Sekolah NU
Masukan saja di sekolah “NU!” kiai Nahdlatul Ulama. Hal itu ia kemukakan ketika sejumlah tetangganya meminta saran tentang memilih sekolah untuk anak mereka agar beradab dan tidak terpengaruh radikalisme atau faham NIIS yang jadi momok dunia.
Yang disebut sekolah NU adalah madrasah diniyah (madin) yang dibuka siang, sore dan malam di lingkungan masjid dan mushalla. Kalau anak sudah terlanjur masuk sekolah negeri atau sekolah lain pada pagi hingga siang, mereka bisa masuk madin dibuka sore atau malam.
Saran tersebut memang bukan isapan jempol belaka. Madin mengajarkan budi pekerti atau adab, yang esensinya untuk menghargai kehidupan dan memuliakan kematian. Terbukti sejauh ini belum ada murid atau alumni madin yang terlibat gerakan radikalisme atau terorisme yang lazimnya menghalalkan kekerasan atau membantai sesame (tidak menghargai kehidupan dan tidak memuliakan kematian) atas nama agama dan Tuhan.
Kalau madin mengajarkan jihad, yang dimaksud jihad humanism (upaya memuliakan kehidupan dan kematian dengan menyejahterakan bangsa dalam arti seluas-luasnya) dan buka jihad dehumanisasi (melecehkan kehidupan dan kematian dengan cara membunuh agar terbunuh dengan harapan bisa menjadi syuhada).
Menghargai Kehidupan
Dengan kata lain, anak-anak yang belajar di madin akan tega melakukan kekerasan atas nama agama dan Tuhan. Jangankan membantai sesame, kalau ada sesame yang wafat saja akan ditahlilkan dan didoakan berkali-kali agar sejahtera di alam baka, sedangkan terhadap semua keluarga yang ditinggalkan didoakan selalu tabah dan sabar.
Begitulah generasi yang tumbuh di lingkungan NU adalah manusia yang sangat menghargai kematian. Menghargai kehidupan berarti berperilaku sopan santun dan tidak tega menyakiti atau membunuh sesame.

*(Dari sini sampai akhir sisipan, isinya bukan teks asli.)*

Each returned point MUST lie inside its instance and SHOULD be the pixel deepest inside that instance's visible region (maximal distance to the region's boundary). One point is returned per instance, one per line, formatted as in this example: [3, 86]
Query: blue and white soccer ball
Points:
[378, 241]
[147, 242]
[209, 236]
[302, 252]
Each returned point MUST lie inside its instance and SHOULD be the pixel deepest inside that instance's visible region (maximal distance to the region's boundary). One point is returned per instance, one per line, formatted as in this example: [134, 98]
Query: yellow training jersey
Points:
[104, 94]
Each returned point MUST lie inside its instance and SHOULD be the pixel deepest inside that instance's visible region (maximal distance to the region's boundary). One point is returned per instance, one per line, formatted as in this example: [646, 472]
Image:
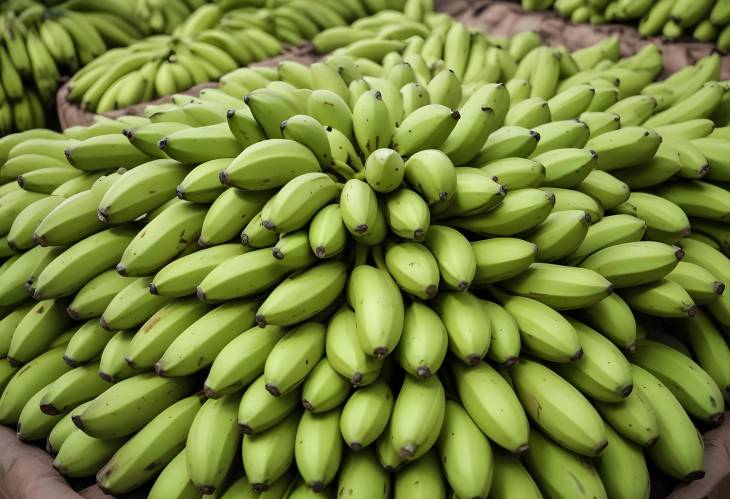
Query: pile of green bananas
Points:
[469, 267]
[703, 20]
[214, 40]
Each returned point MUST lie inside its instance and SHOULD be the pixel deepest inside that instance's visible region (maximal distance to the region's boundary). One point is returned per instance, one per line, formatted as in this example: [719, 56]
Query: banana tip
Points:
[692, 311]
[261, 320]
[70, 362]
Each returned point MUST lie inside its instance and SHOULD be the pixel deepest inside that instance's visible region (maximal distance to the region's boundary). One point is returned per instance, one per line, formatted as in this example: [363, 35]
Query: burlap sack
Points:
[70, 114]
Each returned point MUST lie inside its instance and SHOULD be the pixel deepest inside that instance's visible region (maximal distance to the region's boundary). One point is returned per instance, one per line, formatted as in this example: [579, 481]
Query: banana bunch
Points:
[423, 272]
[211, 41]
[703, 20]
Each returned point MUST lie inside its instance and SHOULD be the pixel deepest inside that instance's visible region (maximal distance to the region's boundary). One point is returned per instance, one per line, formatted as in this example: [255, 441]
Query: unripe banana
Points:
[544, 332]
[344, 352]
[493, 405]
[521, 210]
[418, 415]
[318, 449]
[260, 410]
[572, 421]
[679, 450]
[303, 295]
[515, 173]
[379, 329]
[324, 389]
[384, 170]
[465, 453]
[407, 214]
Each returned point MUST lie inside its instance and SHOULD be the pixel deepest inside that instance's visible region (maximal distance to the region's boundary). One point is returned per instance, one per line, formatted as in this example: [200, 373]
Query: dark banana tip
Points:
[70, 362]
[626, 391]
[380, 352]
[40, 240]
[692, 476]
[551, 198]
[692, 311]
[210, 393]
[678, 252]
[473, 359]
[259, 487]
[260, 320]
[103, 215]
[510, 362]
[577, 355]
[407, 451]
[78, 422]
[49, 409]
[206, 489]
[104, 324]
[14, 362]
[718, 418]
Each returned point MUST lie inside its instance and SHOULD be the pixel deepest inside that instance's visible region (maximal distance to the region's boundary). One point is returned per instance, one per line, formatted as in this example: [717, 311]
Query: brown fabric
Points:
[70, 114]
[26, 472]
[507, 18]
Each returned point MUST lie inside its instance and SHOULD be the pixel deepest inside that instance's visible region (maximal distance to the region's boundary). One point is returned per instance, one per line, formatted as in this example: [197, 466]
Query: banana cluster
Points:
[703, 20]
[470, 267]
[214, 40]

Sementara memuliakan kematian berarti berusaha membantu sesame yang sekarat hingga wafat agar khusnusl khotimah dengan tradisi tahlilan dan yasinan.
Tradisi tahlilan dan yasinan di lingkungan warga NU yang berlangsung di rumah duka atau di atas pusara, yang berlaku hingga hari keseribu dan kemudian dilanjutkan dengan peringatah tahunan dengan sebutan “khoul”, merupakan formula ampuh untuk membendung gerakan radikalisme atas nama apa pun identik dengan kekerasan hingga pembantaian terhadap sesame yang dianggap sesat.
Bagi warga NU, justru tidak ada warga yang dianggap sesat, mereka itu perlu dituntun ketika masih hidup hingga setelah wafat dengan sebaik-baiknya. Ketika masih hidup mereka dituntun dengan pengajian-pengajian dan setelah wafat akan dibantu dengan tahlilan dan yasinan.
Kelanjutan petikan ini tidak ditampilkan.